Depuis le début, le hip hop inclut dans son message la critique sociale, la lutte contre les inégalités et le désir de changement. Son histoire est d’ailleurs en partie liée à celle du Mouvement des Droits Civiques aux Etats-Unis.(1)
En Europe, le hip hop a émergé il y a vingt ans, d’abord en imitant la scène américaine : beaucoup d’artistes choisissaient alors de rapper en anglais ; les Européens se voulaient parfois plus Américains que les Américains eux-mêmes... Ces dernières années, les choses ont changé. « Aujourd’hui, la plupart des artistes néerlandais écrivent leurs textes en hollandais et parlent de leur expérience », écrit le journaliste Saul van Stapele, spécialiste du hip hop, dans le journal NRC Handelsblad. Radna Rumping, qui anime une émission de hip hop sur la radio néerlandaise nationale NPS, constate elle aussi une nouvelle manière de s’approprier la langue : « Des artistes comme DuvelDuvel utilisent constamment des mots issus des dialectes du Surinam, ou inventent leurs propres mots, qu’ils mélangent ensuite au hollandais. »

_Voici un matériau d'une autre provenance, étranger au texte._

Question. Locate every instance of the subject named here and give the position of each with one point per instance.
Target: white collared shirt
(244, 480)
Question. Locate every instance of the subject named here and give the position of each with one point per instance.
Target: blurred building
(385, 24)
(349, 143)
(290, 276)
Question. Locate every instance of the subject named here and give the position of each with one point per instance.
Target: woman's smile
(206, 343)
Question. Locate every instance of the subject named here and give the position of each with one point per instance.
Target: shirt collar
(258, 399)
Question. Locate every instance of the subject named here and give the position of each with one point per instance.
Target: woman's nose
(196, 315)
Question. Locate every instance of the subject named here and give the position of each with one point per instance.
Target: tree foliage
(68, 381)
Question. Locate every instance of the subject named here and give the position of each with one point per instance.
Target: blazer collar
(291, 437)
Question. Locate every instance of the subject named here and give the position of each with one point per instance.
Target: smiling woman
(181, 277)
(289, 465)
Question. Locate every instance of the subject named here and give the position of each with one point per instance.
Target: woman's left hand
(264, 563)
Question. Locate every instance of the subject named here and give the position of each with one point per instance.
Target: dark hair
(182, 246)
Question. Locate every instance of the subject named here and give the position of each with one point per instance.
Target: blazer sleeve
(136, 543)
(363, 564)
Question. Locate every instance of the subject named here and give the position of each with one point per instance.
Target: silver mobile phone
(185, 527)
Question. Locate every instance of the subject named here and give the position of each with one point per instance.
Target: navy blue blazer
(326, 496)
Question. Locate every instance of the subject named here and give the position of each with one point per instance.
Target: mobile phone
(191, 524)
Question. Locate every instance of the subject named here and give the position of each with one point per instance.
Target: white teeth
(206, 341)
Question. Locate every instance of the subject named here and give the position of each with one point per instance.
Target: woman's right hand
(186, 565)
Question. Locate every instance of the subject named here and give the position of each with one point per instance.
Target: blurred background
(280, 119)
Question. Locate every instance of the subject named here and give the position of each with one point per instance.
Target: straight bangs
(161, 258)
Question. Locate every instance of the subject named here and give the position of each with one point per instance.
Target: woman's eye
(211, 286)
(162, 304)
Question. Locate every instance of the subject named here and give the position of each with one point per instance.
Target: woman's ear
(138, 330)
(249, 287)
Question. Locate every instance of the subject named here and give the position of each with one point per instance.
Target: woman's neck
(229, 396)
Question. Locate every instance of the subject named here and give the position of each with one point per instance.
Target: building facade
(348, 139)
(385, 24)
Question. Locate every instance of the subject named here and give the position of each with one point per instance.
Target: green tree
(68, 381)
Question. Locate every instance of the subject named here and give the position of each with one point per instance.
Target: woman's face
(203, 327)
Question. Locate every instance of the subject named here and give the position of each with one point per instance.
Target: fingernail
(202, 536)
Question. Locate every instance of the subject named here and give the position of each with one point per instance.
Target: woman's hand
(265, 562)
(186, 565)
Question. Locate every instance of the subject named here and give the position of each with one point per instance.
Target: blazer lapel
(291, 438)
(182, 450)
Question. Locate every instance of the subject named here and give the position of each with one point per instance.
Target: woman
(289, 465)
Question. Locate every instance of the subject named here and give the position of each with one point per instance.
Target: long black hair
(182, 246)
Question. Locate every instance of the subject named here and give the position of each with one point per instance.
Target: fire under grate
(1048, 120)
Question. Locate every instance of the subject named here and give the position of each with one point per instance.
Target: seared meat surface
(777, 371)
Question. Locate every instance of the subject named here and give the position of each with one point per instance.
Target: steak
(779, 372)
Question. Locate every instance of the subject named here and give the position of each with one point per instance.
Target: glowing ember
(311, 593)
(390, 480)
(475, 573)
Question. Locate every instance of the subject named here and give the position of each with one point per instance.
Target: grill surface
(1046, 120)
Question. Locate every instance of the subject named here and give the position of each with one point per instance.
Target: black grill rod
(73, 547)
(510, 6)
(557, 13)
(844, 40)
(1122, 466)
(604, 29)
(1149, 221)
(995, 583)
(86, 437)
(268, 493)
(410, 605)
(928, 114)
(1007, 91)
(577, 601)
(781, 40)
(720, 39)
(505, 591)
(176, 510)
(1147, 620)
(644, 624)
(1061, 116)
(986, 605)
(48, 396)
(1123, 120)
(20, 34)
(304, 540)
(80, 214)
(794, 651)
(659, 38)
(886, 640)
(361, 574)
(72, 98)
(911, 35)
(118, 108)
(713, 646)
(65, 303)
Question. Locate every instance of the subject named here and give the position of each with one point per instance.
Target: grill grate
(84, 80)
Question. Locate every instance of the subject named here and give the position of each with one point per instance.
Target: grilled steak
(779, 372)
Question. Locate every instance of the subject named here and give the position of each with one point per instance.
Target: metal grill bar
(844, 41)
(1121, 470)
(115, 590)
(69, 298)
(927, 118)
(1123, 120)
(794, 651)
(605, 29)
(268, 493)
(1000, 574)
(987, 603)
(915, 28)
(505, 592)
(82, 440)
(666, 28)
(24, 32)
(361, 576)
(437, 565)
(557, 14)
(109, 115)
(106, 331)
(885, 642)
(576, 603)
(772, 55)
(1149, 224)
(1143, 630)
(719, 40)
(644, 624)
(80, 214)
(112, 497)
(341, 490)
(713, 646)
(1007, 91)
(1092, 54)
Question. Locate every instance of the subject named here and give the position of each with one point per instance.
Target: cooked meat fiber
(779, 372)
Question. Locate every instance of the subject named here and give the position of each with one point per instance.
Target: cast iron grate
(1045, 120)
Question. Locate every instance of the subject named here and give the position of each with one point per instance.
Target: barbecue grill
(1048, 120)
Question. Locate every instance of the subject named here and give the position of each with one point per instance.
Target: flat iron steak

Partout en Europe, le hip-hop prend des saveurs locales. En Autriche, on assiste à l’émergence de scènes régionales, où les paroles sont écrites dans des patois locaux. Au Portugal, comme aux Pays-Bas, le passé colonial du pays est très présent dans la scène rap. Rui Miguel de Abreu, du journal Blitz, explique que les plus grandes stars du hip hop mixent du portugais avec, par exemple, de l’angolais. « Il y a eu un boom incroyable du hip hop « fait maison » ces dernières années », commente le journaliste. En Pologne, le rap est un outil d’expression pour les blockers, ces jeunes chômeurs blancs des quartiers pauvres. En Finlande, les rappeurs les plus populaires sont des Blancs des banlieues d’Helsinki, dont les textes dénoncent les inégalités et le chômage.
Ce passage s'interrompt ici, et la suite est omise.